The draft Voluntary Assisted Dying Bill would allow patients with reasonable medical judgment and who expect to die within 12 months as well as suffering extreme pain, or physical disabilities to be allowed to choose euthanasia, the Sydney Morning Herald reported on Tuesday.
Several safeguards would be in place, including a cooling off period of 48 hours, and the right of close relatives to challenge patient eligibility in court, while two medical practitioners would need to sign off on the final decision, among other requirements.
A cross-party working group of NSW MPs is due to release the draft bill for public consultation on Tuesday, and expect to introduce it to parliament in August.
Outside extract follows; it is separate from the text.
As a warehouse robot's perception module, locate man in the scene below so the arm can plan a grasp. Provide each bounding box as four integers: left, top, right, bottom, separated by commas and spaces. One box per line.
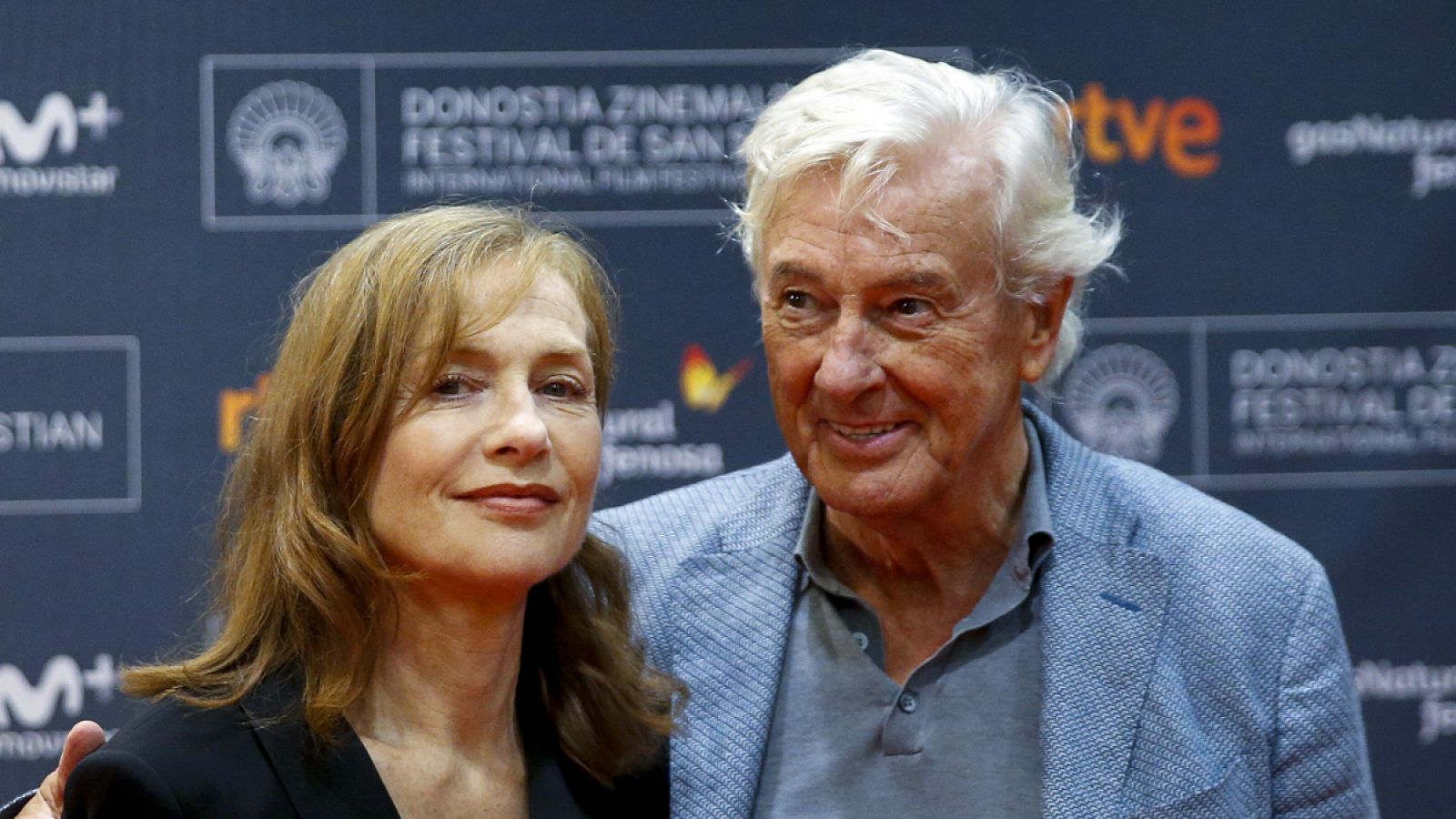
8, 51, 1376, 817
The working group, including Liberal MP Lee Evans, Nationals MLC Trevor Khan, Labor MLC Lynda Voltz, Greens MLC Mehreen Faruqi and independent MP Alex Greenwich, have spent two years consulting about the bill.
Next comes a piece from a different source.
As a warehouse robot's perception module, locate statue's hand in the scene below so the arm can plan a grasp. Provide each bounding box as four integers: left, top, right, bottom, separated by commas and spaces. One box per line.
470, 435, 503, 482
A change.org petition seeking support from NSW MPs for assisted dying laws has received the signatures of more than 51,000 people.
The organisation says the petition was started by terminally ill mum Anne Gabrielides, 53, from the Blue Mountains who is battling Motor Neurone Disease.
Supported by her husband Paul and three children, Ms Gabrielides wants politicians to let her die with dignity as she faces the final stages of her illness and will join the cross party working group releasing the bill at Parliament House, pleading with government to not "leave me trapped in a dying body".
A speech pathologist, Ms Gabrielides, has lost her ability to speak and communicate and she has been given a 12 month prognosis, and says she is terrified of an undignified, drawn out and painful death.